Even during his most serious moments, there is an air of flirtation in Bohumil Hrabal's attitude toward his subject matter. Nowhere is it more apparent than in his comments on his wife Pipsi, “who was so long dying that in the end she became a saint.” Each mention of his wife is accompanied by a tender anecdote or an agonizingly complicated metaphor. As she lay dying, Pipsi was “wound up on to a long, long thread … as if that thread passed through my own heart.” Most surprising is that these protestations of love are directed to another woman: Dubenka (April Gifford), the muse in his later years.

Written during the period 1989-92, the letters were referred to as “lyrical reportage” by Hrabal, who held nothing back. They are both confessional and an apologia pro vita sua. Saturated with thoughts of suicide, old age, and past transgressions, they are nonetheless poetic excavations of the human heart. They may also be read as historical pieces, documenting Hrabal's psyche during the political upheaval when the essence of freedom was being defined by both former dissidents and liberated communists. Hrabal was barely involved in the debate, even when attacked by Ivan Klíma in an article published in Literary News, “The Two Hrabals.” Hrabal did his best to explain the circumstances leading to his political stance that made him a controversial figure, but in the end he conceded to his friend, “From his point of view he's quite right.”

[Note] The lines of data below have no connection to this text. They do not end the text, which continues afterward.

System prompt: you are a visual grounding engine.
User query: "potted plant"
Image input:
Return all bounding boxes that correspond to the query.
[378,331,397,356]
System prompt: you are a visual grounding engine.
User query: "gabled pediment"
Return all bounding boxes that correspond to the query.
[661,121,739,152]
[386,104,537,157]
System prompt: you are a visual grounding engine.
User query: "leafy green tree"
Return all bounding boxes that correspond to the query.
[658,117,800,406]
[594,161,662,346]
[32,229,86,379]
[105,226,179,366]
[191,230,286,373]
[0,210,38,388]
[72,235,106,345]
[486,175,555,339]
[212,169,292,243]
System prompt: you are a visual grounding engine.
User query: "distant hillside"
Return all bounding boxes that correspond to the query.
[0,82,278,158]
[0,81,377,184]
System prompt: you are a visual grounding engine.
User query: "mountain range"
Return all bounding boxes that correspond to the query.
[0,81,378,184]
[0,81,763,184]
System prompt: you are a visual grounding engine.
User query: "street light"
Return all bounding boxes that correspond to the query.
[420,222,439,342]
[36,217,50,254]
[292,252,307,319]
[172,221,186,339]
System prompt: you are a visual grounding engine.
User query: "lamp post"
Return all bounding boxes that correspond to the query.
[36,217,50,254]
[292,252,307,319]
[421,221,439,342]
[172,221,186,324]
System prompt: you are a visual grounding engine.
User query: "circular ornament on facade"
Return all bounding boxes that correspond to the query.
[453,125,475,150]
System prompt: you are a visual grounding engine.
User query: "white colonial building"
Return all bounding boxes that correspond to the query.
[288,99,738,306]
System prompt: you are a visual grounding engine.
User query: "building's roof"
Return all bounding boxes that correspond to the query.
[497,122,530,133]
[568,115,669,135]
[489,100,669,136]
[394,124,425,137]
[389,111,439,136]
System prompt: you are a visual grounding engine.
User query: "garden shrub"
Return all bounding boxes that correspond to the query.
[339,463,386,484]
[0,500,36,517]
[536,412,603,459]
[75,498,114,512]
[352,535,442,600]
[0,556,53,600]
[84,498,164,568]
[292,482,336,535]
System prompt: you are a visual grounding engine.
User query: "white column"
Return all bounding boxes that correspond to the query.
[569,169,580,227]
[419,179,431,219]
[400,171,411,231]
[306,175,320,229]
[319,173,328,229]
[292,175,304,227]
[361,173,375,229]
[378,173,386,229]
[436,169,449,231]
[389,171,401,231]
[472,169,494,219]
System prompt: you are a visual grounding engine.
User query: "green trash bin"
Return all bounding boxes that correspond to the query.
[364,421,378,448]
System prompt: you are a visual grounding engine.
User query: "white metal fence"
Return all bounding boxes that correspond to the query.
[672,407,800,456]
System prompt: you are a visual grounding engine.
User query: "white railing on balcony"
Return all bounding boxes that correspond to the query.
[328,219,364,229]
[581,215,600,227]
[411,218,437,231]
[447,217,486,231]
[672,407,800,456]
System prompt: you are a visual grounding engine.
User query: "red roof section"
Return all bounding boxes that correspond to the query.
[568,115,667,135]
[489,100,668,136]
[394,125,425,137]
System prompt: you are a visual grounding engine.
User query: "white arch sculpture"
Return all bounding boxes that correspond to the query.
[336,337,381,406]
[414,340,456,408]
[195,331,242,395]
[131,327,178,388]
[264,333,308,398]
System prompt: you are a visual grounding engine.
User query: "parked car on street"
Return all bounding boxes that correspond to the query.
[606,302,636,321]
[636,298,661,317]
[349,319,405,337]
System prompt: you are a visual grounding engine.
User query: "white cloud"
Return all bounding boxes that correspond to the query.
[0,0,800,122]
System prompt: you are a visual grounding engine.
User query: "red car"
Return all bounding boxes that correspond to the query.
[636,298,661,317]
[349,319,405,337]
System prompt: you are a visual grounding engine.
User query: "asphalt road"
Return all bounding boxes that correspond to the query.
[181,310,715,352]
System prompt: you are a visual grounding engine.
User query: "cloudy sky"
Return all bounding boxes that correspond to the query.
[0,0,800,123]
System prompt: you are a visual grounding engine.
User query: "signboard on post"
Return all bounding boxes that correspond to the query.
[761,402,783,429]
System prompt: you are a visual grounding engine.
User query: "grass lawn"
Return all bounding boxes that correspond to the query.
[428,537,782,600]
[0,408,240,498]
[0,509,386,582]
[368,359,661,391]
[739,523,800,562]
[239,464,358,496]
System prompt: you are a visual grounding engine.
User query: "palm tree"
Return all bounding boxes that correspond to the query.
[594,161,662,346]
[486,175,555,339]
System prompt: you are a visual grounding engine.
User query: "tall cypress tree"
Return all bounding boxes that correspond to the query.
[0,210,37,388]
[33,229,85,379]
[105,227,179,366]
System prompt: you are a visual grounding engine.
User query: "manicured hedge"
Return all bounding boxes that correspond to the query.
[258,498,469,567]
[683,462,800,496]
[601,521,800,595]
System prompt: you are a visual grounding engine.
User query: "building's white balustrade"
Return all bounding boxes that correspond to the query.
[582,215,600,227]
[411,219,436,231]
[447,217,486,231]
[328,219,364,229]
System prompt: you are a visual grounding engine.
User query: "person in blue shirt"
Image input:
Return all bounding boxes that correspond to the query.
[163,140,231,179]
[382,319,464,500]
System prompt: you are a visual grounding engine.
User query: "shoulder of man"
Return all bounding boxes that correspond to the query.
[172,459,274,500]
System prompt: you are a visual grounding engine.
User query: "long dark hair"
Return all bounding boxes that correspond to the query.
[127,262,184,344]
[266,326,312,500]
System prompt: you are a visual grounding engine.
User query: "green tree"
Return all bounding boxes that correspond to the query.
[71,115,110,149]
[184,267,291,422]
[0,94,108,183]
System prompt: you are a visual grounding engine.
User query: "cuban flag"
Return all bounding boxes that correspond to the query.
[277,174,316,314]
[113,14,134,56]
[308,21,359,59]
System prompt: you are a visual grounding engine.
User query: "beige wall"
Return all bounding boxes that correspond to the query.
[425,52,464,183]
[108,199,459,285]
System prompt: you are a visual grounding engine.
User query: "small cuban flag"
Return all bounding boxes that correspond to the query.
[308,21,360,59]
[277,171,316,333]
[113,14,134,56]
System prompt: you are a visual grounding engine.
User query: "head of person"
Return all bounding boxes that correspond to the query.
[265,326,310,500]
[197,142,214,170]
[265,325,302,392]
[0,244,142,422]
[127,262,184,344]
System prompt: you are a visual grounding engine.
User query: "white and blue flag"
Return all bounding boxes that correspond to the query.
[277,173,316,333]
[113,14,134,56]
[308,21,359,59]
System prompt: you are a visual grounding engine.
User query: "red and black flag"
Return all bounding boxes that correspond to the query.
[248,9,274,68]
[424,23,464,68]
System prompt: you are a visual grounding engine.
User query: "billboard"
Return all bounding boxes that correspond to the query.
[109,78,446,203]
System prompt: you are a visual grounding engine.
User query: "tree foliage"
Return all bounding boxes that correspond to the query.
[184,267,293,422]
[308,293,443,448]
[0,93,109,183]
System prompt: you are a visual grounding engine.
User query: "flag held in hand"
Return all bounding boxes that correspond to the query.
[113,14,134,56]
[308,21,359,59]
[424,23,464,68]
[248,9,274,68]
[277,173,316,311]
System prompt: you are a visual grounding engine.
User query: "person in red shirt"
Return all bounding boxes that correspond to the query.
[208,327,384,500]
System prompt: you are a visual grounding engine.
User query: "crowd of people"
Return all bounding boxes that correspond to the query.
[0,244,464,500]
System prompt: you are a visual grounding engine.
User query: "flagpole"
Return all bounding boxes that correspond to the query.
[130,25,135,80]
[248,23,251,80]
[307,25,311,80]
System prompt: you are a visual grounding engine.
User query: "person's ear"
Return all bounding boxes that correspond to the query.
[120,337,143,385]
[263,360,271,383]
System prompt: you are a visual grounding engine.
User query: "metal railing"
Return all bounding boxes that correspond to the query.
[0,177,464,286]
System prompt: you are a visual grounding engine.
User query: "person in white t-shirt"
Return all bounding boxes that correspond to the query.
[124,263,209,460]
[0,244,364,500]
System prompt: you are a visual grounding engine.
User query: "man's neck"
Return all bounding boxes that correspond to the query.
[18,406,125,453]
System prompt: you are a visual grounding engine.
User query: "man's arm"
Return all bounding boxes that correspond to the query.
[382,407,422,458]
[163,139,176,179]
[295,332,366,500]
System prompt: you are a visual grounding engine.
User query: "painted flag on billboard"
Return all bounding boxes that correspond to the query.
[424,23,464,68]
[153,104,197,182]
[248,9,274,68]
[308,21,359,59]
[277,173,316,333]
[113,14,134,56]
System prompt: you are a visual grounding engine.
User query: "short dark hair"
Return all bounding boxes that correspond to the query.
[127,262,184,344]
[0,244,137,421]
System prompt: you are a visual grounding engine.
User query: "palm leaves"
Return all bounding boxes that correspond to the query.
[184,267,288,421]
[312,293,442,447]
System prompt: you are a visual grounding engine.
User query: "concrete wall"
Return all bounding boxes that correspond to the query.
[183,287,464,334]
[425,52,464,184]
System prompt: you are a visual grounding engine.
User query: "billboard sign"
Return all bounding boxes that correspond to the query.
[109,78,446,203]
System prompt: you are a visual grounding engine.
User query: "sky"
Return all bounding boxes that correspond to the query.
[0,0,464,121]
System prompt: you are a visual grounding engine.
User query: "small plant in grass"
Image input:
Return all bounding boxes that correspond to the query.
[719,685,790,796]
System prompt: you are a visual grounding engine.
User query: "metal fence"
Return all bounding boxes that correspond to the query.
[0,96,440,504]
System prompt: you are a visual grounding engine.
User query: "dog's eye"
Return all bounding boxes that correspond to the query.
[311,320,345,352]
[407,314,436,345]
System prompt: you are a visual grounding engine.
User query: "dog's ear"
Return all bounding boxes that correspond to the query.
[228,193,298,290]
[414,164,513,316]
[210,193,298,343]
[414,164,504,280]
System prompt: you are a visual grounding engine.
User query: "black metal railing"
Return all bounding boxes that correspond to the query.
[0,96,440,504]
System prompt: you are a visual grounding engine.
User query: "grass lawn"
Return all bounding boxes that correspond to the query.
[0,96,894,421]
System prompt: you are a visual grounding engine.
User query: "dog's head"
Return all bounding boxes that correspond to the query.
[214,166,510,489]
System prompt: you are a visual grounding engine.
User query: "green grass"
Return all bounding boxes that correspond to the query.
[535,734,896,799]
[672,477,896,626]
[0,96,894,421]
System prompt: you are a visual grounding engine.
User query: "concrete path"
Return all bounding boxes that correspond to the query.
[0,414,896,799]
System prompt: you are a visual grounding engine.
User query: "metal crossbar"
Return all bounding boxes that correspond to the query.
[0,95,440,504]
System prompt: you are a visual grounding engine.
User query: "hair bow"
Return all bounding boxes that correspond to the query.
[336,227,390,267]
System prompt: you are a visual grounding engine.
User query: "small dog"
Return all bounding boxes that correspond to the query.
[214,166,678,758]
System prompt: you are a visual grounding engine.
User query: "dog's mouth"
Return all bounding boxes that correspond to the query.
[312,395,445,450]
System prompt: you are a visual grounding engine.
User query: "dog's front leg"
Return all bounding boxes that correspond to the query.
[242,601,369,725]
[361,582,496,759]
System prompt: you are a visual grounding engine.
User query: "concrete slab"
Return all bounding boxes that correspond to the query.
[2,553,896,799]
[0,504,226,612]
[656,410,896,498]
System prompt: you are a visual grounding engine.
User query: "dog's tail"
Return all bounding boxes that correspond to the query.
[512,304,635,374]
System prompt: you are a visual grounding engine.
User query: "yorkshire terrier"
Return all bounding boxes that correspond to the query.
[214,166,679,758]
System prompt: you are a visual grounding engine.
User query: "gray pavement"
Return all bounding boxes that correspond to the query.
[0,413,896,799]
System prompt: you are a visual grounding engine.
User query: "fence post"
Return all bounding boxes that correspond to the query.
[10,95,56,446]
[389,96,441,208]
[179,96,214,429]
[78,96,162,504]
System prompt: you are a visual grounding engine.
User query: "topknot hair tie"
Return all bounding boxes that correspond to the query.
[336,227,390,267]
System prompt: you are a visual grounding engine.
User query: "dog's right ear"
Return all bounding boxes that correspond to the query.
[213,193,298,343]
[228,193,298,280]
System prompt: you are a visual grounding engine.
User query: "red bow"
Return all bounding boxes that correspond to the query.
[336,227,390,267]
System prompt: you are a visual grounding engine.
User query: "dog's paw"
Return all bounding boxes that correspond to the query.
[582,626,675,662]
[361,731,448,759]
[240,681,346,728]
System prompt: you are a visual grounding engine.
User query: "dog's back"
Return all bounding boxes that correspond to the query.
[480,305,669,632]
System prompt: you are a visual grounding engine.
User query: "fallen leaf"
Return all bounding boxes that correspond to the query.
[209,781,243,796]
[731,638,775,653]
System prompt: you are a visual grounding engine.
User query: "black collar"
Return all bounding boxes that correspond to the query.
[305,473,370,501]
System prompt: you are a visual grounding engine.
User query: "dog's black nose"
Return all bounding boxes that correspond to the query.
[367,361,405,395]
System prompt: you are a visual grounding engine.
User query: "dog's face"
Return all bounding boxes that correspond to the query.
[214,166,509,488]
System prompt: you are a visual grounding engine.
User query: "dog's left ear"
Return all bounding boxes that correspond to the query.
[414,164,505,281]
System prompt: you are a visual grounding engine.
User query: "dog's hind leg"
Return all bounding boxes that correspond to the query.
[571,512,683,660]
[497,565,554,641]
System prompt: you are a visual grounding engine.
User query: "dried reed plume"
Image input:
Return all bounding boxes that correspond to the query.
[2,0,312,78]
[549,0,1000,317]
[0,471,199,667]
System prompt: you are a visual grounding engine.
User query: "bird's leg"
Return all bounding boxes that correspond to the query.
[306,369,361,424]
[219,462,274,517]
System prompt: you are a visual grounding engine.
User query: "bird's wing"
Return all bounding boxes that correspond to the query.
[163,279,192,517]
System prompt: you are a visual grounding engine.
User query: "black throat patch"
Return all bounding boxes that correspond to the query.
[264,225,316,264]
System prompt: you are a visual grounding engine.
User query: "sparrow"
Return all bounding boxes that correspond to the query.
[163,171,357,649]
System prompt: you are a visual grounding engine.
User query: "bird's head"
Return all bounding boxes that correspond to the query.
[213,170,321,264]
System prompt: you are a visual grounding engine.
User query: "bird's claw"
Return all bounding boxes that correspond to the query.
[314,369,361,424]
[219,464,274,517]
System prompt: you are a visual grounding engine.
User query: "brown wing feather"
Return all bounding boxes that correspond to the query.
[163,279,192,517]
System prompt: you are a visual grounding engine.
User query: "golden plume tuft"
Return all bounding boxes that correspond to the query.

Hrabal referred to various fortuitous events in his life as “totalitarian stroke[s] of fate.” It was fate that brought him together with Jiří Menzel, that produced the Oscar-winning movie Closely Watched Trains. Other events are also chronicled by Hrabal that explain the role of chance in his life. But Klíma's attack leaves an indelible imprint: “He's a man of character, whereas I … am rather a man of no character, because I'm afraid.” One almost sees Hrabal winking at his reader during this dramatic confession, for the wink is part and parcel of Hrabal's style. Few Czech writers can match his incandescent prose. The words ignite as one savors them. This is especially true of “The Magic Flute,” in which Hrabal's genius is most evident. His heartfelt words capture the reader's empathy: “I've reached the peak of emptiness and everything hurts.” (Every bone in my body succumbed to that suggestion.)

After his return from his tour to the “Delighted States,” Hrabal acknowledges that he has “aged so much now that I live and feed off childhood memories.” His thoughts dwell on his “unmarried mother,” “all those fine young men who emigrated,” and especially on his childhood memories. Even as he soberly determines “to sort [himself] out a bit,” the wink appears and the reader wonders if Hrabal is acting like Hrabal again. That irrepressible wink is solidified permanently when Hrabal becomes one with the country he has always loved and could never leave: “So this nation has in its genes what I have in mine … an inclination for booze and for Communism.” In his haste to berate himself, Hrabal fails to cite one other quality that binds this man to his country: genius.